Another of the biggest Pentecostal influences may be in church music. Pentecostals were not the first, but probably have been the most successful in introducing the popular music of the people into their worship. Further, the music they brought into the sanctuary was drawn from the particular styles of each church's region: salsa, bossa nova, Filipino flutes, cabaret tunes, and rock. Now other Christian churches have picked up on this, and guitars, electronic keyboards, and trap drums often cluster in front of Methodist or Catholic altars and pulpits.
Mainly, Pentecostals were farthest ahead of the curve in recognizing that people today are seeking a direct experience of God, the holy, or the transcendent mystery. An old Pentecostal saying sums it up: "When a man with an experience argues with a man who has an argument, the man with the experience wins." There is tendency throughout our society and many others to distrust institutions and hierarchies. Even the Roman Catholic Church, the most hierarchical of all, is now faced with widespread rebellion on the part of the laity, demanding more say in the way their church is run. The "Voice of the Faithful" movement in Boston is only one example of this groundswell.
Its lack of hierarchy and tendency to subdivide is, however, both the strength and weakness of Pentecostalism. With no bishops, no presbyteries, and certainly no Sacred Congregation for the Doctrine of the Faith, some of the newer Pentecostal offshoots can begin to exhibit questionable, sometimes even bizarre, qualities.
One exception to Pentecostalism's lack of hierarchy is The Universal Church of the Kingdom of God, which originated in Brazil but now has congregations in more than one hundred countries. It specializes in mass exorcisms, and its pattern is more like a client-customer relationship than a congregational one. It has a kind of pay-for-services structure, but it may be the fastest-growing expression of Pentecostalism. The church, which claims 6 million members, owns the second-largest TV network in Brazil, and its temples in some cities are the largest ones, sometimes seating 8,000 people or more. The temple they have recently built in Salvador, Bahia—which I visited last summer—dominates the skyline. But many leaders of the most "classical" Pentecostal groups like Assemblies of God shake their heads and throw up their hands in despair at this development. They call the church pseudo-Pentecostal, but concede that it is bringing in people in larger numbers than they are.

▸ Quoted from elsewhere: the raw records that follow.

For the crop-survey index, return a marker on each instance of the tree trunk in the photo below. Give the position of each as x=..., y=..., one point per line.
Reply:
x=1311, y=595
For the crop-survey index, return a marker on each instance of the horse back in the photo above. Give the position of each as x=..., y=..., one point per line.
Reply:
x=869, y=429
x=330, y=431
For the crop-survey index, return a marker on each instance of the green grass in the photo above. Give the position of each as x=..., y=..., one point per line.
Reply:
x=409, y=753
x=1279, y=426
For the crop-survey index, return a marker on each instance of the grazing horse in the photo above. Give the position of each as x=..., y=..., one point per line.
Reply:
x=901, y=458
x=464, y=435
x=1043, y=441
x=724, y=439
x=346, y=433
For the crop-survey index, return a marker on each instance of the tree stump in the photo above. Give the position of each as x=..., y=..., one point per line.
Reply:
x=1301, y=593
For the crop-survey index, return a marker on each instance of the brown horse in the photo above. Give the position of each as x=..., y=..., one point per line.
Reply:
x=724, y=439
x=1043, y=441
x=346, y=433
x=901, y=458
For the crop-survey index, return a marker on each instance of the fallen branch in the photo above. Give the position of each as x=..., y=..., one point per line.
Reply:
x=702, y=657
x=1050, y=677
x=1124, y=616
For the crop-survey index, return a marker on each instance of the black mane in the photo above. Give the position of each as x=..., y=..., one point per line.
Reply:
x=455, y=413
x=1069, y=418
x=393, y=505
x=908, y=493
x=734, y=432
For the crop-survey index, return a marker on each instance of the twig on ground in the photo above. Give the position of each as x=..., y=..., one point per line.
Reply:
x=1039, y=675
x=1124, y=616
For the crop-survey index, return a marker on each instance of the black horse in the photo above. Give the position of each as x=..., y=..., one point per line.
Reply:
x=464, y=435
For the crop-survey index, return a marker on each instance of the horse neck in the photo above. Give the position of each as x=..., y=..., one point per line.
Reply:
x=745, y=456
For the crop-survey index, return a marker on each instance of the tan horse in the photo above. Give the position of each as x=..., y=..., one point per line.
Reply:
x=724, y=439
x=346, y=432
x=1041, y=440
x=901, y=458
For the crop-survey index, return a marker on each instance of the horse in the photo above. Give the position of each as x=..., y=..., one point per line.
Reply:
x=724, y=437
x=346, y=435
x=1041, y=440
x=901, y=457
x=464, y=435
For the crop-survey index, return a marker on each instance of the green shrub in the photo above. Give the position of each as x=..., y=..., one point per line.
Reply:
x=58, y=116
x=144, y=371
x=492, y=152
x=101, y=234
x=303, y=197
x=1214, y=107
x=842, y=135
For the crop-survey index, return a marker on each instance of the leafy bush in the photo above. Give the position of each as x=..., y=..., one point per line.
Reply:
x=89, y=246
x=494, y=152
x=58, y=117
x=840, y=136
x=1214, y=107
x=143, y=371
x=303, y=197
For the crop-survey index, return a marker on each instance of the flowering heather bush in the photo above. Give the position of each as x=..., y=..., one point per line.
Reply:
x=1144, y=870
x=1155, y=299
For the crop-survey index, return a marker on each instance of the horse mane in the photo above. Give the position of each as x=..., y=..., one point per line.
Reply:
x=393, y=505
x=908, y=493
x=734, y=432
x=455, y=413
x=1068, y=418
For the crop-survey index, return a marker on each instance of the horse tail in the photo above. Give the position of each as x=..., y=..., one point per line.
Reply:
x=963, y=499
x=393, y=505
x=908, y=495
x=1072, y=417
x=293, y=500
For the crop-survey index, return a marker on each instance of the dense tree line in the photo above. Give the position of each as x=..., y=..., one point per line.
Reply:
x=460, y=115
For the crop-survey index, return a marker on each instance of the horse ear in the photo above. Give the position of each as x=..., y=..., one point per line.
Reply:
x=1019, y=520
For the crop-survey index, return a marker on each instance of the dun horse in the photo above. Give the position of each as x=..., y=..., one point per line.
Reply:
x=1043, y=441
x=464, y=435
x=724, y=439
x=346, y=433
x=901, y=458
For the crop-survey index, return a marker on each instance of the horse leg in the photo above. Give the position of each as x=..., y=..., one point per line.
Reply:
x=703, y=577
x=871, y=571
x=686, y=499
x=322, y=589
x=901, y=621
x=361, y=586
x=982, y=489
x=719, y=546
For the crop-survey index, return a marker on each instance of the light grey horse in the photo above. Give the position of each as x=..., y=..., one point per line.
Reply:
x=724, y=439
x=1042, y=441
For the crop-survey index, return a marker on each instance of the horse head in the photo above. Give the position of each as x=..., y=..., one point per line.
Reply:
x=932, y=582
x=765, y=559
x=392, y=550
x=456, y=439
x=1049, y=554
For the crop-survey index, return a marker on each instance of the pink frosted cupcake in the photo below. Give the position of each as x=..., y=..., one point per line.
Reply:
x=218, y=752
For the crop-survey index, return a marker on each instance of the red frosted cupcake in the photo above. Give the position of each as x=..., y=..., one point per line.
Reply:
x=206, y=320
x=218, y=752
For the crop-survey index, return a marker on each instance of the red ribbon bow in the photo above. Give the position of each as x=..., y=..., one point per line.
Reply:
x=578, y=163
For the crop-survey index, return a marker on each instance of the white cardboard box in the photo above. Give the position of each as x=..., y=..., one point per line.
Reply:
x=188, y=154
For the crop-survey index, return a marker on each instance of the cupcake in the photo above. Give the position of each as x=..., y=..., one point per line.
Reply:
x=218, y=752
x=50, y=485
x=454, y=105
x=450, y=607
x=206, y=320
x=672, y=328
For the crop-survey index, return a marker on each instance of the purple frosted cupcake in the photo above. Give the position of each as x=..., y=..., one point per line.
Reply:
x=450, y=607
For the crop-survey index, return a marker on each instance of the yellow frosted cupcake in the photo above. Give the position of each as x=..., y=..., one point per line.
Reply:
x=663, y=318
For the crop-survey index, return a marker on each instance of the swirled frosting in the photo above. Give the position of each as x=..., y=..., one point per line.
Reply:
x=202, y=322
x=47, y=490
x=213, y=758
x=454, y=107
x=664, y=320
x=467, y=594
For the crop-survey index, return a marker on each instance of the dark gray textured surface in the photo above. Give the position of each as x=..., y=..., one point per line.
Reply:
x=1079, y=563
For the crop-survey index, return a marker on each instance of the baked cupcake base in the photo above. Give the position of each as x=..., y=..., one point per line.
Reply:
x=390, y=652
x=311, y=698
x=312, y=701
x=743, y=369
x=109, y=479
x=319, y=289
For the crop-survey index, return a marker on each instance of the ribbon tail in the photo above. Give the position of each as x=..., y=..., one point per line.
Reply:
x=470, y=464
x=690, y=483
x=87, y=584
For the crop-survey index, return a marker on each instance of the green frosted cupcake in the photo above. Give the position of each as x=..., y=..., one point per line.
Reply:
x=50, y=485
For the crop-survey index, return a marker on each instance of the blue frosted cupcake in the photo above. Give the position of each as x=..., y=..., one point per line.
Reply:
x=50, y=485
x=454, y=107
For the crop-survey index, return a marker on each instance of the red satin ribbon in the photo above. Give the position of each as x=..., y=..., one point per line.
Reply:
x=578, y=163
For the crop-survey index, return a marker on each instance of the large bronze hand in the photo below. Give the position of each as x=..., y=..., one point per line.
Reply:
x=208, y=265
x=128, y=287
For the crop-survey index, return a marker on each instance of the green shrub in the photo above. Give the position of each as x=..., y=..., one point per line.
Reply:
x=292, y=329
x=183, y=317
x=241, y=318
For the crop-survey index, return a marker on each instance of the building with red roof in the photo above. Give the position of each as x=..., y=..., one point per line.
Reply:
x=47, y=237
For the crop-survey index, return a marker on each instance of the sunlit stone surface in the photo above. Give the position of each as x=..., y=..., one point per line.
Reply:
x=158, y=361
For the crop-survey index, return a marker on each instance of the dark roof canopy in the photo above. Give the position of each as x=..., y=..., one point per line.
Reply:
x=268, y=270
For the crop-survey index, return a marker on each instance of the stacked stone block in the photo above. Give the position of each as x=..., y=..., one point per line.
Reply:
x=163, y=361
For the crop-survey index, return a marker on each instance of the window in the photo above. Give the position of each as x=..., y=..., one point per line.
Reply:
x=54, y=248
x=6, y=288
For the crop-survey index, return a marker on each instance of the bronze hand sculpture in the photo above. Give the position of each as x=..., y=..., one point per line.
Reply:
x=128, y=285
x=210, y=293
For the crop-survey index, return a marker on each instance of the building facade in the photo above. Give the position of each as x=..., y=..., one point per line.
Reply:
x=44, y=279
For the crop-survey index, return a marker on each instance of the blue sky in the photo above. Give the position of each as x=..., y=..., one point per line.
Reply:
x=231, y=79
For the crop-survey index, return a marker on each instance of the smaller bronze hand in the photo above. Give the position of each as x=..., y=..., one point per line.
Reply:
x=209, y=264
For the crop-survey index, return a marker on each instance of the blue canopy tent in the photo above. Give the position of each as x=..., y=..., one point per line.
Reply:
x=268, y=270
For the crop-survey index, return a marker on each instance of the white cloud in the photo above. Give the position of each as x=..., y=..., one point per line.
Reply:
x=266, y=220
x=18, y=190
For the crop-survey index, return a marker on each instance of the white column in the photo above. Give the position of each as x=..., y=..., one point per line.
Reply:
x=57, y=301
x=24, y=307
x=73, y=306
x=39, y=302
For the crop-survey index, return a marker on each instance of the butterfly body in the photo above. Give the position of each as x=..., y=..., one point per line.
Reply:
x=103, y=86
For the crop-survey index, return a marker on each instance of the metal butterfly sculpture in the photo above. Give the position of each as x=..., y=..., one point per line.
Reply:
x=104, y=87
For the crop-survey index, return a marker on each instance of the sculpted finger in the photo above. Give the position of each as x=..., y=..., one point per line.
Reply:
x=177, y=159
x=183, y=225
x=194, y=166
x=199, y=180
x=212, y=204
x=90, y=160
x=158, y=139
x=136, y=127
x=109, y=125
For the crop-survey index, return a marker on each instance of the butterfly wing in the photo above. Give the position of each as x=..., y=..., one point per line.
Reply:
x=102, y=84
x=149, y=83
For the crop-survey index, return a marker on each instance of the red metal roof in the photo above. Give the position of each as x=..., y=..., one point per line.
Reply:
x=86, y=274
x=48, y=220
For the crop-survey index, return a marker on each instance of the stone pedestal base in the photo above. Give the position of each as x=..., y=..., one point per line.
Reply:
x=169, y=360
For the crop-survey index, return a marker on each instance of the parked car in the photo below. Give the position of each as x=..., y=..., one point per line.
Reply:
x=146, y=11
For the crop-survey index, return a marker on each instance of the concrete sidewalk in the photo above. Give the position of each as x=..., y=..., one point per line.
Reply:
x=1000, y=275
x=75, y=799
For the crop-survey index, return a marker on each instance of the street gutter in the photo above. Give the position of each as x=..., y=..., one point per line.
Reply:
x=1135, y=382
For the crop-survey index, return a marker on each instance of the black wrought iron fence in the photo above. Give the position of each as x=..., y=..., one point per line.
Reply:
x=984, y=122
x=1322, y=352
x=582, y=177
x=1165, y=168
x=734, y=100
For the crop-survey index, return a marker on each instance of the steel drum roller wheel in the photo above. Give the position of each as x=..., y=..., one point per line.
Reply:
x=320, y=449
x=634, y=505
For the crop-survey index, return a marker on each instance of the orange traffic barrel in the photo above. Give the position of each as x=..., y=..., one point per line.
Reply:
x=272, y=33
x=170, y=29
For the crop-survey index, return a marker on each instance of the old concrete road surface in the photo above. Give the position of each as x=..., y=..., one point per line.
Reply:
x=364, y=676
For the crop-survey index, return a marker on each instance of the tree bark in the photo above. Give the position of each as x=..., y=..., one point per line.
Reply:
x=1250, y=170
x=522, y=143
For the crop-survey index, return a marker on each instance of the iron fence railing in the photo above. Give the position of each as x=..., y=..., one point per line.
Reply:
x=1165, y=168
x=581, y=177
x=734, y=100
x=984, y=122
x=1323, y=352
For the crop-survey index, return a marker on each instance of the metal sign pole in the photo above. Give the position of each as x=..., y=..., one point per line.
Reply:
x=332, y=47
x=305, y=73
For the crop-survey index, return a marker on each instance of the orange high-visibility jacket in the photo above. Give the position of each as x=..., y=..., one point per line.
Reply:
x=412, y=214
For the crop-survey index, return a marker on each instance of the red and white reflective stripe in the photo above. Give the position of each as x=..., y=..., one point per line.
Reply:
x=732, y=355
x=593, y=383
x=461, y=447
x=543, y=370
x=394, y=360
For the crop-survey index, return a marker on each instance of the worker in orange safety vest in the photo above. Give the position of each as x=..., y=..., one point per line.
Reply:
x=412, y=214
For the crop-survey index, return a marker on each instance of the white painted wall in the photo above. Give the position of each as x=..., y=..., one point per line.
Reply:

Another problem is the so-called "health and wealth" or "name it and claim it" theology that is springing up in many Pentecostal churches both here and abroad. Its thesis is that God wants us not only to be happy, but also to be rich and successful, and if you ask for anything, you will get it. If you do not achieve wealth or health, it is your fault—your lack of faith—and not a deficiency in God's grace. I wonder what William J. Seymour and his coworkers at Azusa Street would think of worshippers who claim that God has bestowed on them a large-screen color TV, or the latest model in dishwashers. Pentecostals of a more traditional bent can argue against this blatant distortion of the message of Jesus, but can do nothing to stop it.
Perhaps the saddest part of the Pentecostal story is how little, after a century, they have done to bring their message of racial, ethnic, and gender diversity to the larger society. In part this is because so many Pentecostal churches themselves remain monochrome. So many congregations are all white, all black, all Asian, or all Latino. (Some of this—but not all of it—is attributable to language barriers.) Pentecostals are painfully aware of this shortcoming. They have been trying various ways to restore some of the joyous inter-ethnic unity that convinced their earliest forebears that a second Pentecost was happening in their midst.